I started recreating the report th[e] evening [of 21 March]. I worked 3 hours that evening from 7:00 p.m. to 10:00 p.m. I completed most of page 2 containing a large table and material. On March 22, I worked 3 hours from 7:00 p.m. to 10:00 p.m. and completed page 3 containing tables and documented water material. On March 23, I worked 3 hours on the cover page and formatting the document with required breaks in columns and tables for the printer to reformat into their software ... I worked a total of 9 hours on this report. I reported 5 hours. When [Kendrick] accused me of misrepresenting my time I told him I would take the hours off and did so.

Dreyer’s timesheet, however, reflected neither the three hours (total of nine) on 21, 22, and 23 March, nor that she worked at home on the water-quality report. This information was also not given to Kendrick when he initially questioned her. Accepting Dreyer’s e-mail as true, she accounts for a total of 93.5 hours for the two-week pay period at issue, 2.5 hours less than originally submitted. Moreover, Dreyer conceded in her 28 March e-mail that she “did not ask permission to create this [water-quality] document from home” and that “it is solely [her] fault that [she] did not ask [Kendrick] about working on the water-quality report at home”.

In a 3 April memorandum to Dreyer, Kendrick stated his records reflected: she had worked only 30.75 hours during the week of 19 March through 25 March (although she submitted 45 hours); she failed to notify Kendrick, her immediate supervisor, that she would be late on any day from 19 March to 25 March; and she was not authorized to work overtime hours or from home. Subsequently, for summary-judgment purposes, Kendrick stated by declaration that the water-quality report Dreyer alleged she worked on at home did not “represent any significant amount of time expended by Ms. Dreyer, and particularly [did] not support her claim that she had spent six hours working at her home on March 12 and her other claim that she had worked nine hours at home ... the following week”.

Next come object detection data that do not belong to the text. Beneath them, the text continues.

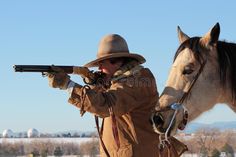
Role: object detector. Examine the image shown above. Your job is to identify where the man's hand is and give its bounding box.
[47,66,70,90]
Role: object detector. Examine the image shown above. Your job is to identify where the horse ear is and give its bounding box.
[200,22,220,46]
[177,26,189,44]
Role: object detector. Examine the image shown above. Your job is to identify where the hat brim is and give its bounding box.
[84,52,146,68]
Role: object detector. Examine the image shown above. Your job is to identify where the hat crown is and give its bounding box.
[97,34,129,58]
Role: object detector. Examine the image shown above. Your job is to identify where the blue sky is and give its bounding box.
[0,0,236,132]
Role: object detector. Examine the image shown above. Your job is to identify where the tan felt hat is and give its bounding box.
[84,34,146,67]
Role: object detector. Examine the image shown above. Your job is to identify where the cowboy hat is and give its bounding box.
[84,34,146,67]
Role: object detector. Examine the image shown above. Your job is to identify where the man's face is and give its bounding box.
[98,60,121,78]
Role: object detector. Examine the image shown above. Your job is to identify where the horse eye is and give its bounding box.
[182,66,193,75]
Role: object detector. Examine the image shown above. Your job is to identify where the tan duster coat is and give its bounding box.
[69,63,187,157]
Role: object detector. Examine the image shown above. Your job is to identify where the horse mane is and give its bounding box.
[174,37,236,100]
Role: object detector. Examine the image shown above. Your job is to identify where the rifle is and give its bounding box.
[13,65,105,85]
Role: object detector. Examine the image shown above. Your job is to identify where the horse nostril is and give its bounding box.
[153,114,164,126]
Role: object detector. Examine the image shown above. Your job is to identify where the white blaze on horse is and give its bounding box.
[152,23,236,135]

In the 3 April memorandum, Kendrick also questioned Dreyer’s claim that she worked six overtime hours processing work orders at home on Sunday, 12 March, because, at her home, Dreyer allegedly did not possess the software required to process such orders. Kendrick concluded Dreyer submitted a false timesheet, was absent from work without notice or permission, and failed to receive written permission to work outside of her normal authorized working hours or overtime. Accordingly, through the 3 April memorandum, Kendrick informed Dreyer that she was terminated for those reasons.

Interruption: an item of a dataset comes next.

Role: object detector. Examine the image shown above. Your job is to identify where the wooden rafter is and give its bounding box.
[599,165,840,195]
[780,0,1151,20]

When Kendrick originally questioned Dreyer about her timesheet on 27 March, she responded by removing the 16 overtime hours. Dreyer later asserted, in her declaration attached to her response in opposition to Defendants’ summary-judgment motion, that she inadvertently wrote “work orders”, rather than “purchase orders”, on the timesheet.

On 7 April, Dreyer filed a grievance, challenging her termination, with Price, the Public Works Department Director. On 13 April, Price held a hearing.